Purchase this article with an account.
P. Soliz, B. Raman, S. Nemeth, S. Barriga, G. Zamora, E. Bursell; Improved Automated Digital Retinal Image Analysis for Detection of Diabetic Retinopathy Through Image Quality Restoration . Invest. Ophthalmol. Vis. Sci. 2005;46(13):359.
Download citation file:
© ARVO (1962-2015); The Authors (2016-present)

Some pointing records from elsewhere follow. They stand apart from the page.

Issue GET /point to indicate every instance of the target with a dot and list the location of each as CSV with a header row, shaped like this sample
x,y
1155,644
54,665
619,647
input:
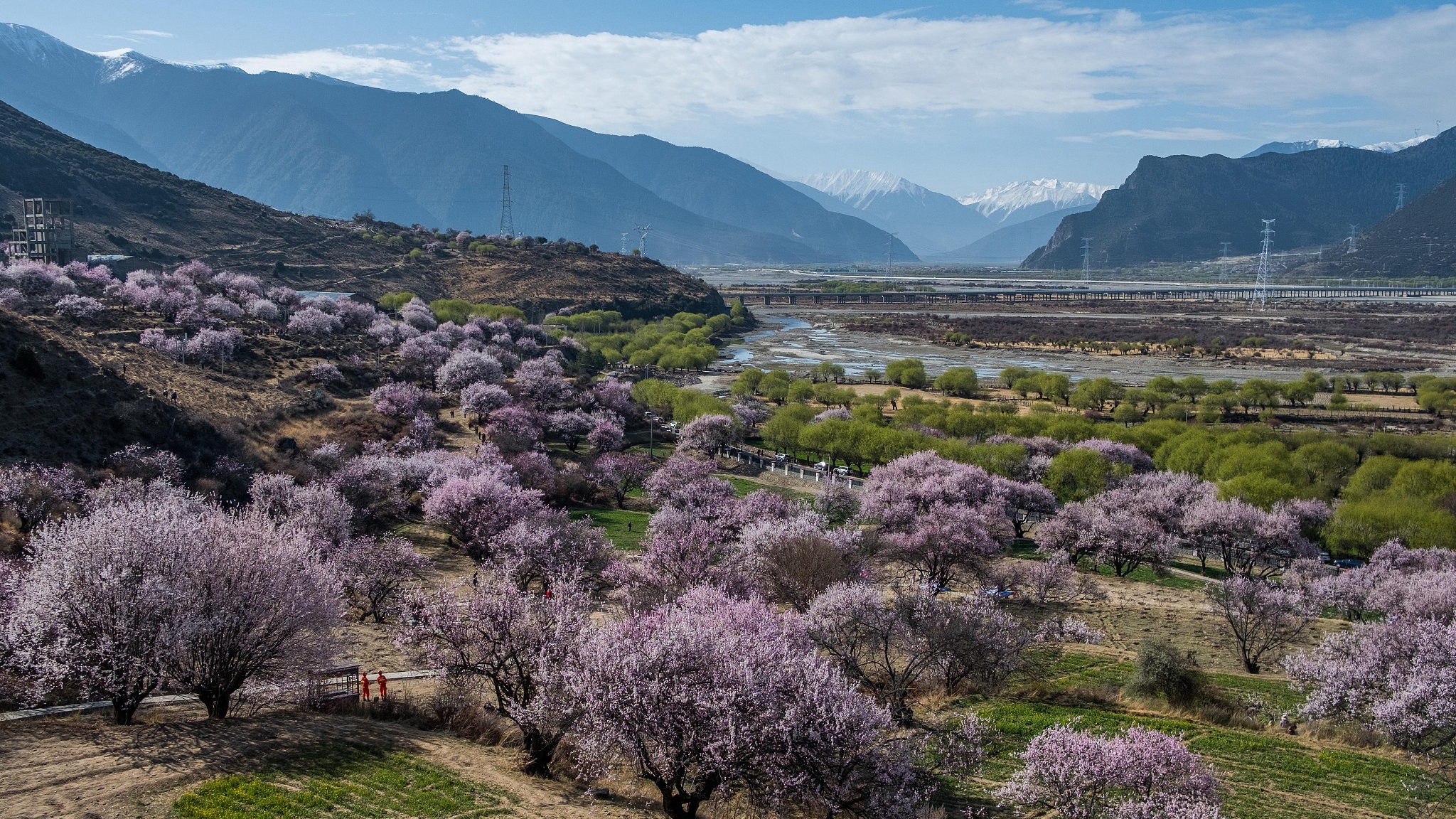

Purpose: Image quality greatly affects the effectiveness with which human graders and computer–based systems can perform diabetic retinopathy (DR) screening using digital retinal images. The aim of this study was to demonstrate the significance of two critical methodologies for improving technical image quality after image acquisition on the sensitivity and specificity for detecting retinopathy in diabetic patients. Methods: A total of N= 42 subjects (N=74 eyes, 33% with no diabetic retinopathy (NDR) and 67% with diabetic retinopathy (DR)) were processed. One set of data were provided by the Joslin Vision Network system which uses a non–mydriatic digital color fundus camera. A second set was collected through a dilated pupil. This algorithm is based on Marr’s vision model for edge detection and its tolerance for significant illumination differences, as in shadows. Additionally, image blur due to ocular aberrations or camera de–focus were corrected analytically. Segmentation of the micro–aneurysms was performed. A trained retinal grader determined which of the segmented objects were either true positives or false negatives, i.e. ground truth. The segmentation process was performed on the un–processed and the enhanced images. A comparison of the clinical sensitivity and specificity was performed for the same classification algorithm when using the unprocessed and enhanced images. Results: The MA segmentation algorithm had a sensitivity and specificity of 69% and 66% when applied to the unprocessed non–mydriatic images. After image enhancement, the sensitivity and specificity improved to 98 and 75%. For the mydriatic images, the initial sensitivity and specificity were 75 and 70% or the unprocessed and 98 and 82 % for the enhanced images. Conclusions: Often retinal images present with unwanted shadows that may mask pathology to the human grader and the computer–based analysis system. Image processing algorithms are needed to compensate for these artifacts.